この2日間、あたしと榛名くんは一言も会話を交わしていない。それどころか、目すらも合っていない。
あたしはチラチラと榛名くんに視線を送っているけど、榛名くんがあたしの方を見る事はなかった。
少なくとも、あたしが知る限りではこの2日間で一度もなかった。
「希子、だいじょーぶ?」
「…え…?」
昼休み。
いつものように3人で昼食を摂っていると、あたしの向かいに座ってお弁当を食べていたマユミが急にそんな言葉を投げかけてきた。
あたしは今まさにパックジュースのストローを咥えようとしていたけど、ぴたりと動きを止めて間抜けな声を返した。

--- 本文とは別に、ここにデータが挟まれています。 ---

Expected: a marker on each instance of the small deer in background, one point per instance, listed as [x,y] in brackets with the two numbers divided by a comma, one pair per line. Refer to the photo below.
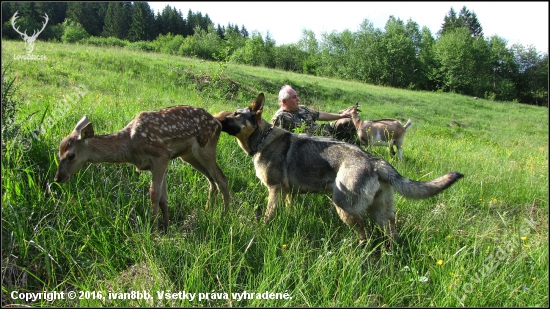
[149,142]
[383,132]
[29,40]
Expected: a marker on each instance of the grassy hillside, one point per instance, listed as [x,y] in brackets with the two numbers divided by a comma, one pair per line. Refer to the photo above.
[483,242]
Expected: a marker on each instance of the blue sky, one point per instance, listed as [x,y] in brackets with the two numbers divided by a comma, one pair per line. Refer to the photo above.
[517,22]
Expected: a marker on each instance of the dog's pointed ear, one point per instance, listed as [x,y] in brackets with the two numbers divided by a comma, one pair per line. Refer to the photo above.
[258,104]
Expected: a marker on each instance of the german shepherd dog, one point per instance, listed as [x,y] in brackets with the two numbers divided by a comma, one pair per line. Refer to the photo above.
[289,163]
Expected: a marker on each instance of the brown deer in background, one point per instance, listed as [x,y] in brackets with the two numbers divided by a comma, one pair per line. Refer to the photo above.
[149,142]
[383,132]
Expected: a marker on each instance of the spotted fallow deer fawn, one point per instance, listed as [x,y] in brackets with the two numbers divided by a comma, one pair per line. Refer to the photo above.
[149,142]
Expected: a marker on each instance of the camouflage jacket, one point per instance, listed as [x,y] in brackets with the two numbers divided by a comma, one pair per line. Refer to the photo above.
[290,121]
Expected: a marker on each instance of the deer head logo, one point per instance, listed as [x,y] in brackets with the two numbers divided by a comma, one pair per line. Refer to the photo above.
[29,40]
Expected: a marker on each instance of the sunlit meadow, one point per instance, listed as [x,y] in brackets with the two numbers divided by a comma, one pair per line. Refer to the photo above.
[482,242]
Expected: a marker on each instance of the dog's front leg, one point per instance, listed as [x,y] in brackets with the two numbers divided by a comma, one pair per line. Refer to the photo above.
[272,204]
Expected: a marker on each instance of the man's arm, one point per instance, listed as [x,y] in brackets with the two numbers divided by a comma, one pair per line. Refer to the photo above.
[329,116]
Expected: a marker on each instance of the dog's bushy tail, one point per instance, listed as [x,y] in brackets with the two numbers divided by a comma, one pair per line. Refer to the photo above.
[415,189]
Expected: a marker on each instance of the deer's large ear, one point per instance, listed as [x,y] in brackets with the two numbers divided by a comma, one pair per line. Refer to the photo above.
[87,131]
[258,103]
[81,124]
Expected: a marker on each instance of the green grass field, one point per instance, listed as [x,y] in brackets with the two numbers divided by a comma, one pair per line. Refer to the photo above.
[482,242]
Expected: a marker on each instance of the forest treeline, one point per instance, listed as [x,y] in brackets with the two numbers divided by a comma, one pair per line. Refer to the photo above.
[458,58]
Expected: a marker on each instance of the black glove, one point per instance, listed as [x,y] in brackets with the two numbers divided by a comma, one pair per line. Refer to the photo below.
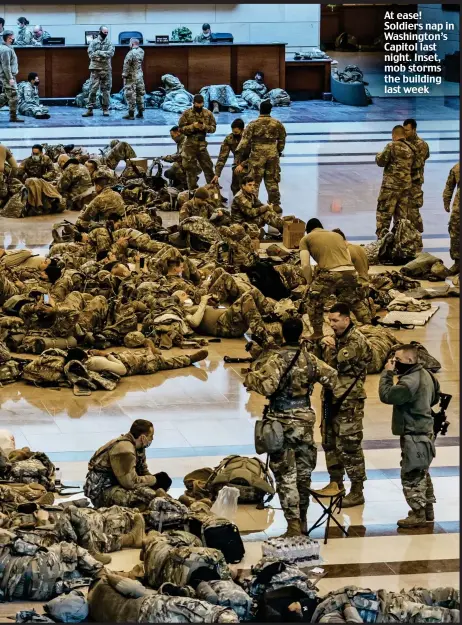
[162,480]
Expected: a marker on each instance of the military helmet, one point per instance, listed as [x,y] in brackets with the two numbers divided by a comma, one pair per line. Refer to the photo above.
[134,339]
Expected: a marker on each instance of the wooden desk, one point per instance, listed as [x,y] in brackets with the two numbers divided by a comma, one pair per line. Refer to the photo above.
[64,69]
[308,77]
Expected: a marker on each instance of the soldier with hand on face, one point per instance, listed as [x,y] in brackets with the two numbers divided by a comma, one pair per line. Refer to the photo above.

大丈夫?だなんて声を掛けられるほど心配される事なんてあったのだろうかと頭の中で考えているとマユミは卵焼きを口に運びながら言葉を続けた。
「いや、なんか最近元気ないなぁーって思ってさ?」
「…え、そうかな?」
「そうだよー!なんかいつもボーッとしてるし、心ここに在らずって感じ!ねぇ、ユカちん?」
内心ギクリとしながらも白を切るあたしに、マユミはそう言いながらあたしの隣に腰かけてスマホを弄っているユカに話を振る。
話を振られたユカはスマホから視線を上げると、
「確かに、心ここに在らずって感じだね」
マユミの言葉を肯定してから机の上に置いてあるあたしの食べかけのサンドウィッチをチラリと一瞥してから再び口を開いた。
「どうせそれ残すんでしょ?」
「まぁ…うん」
「昨日のパンも残してたじゃん」
コクリと小さく頷けば、ユカからの鋭い一言。
なんだか食欲すらも湧かなくて、この2日間食事という食事をまともに摂っていない。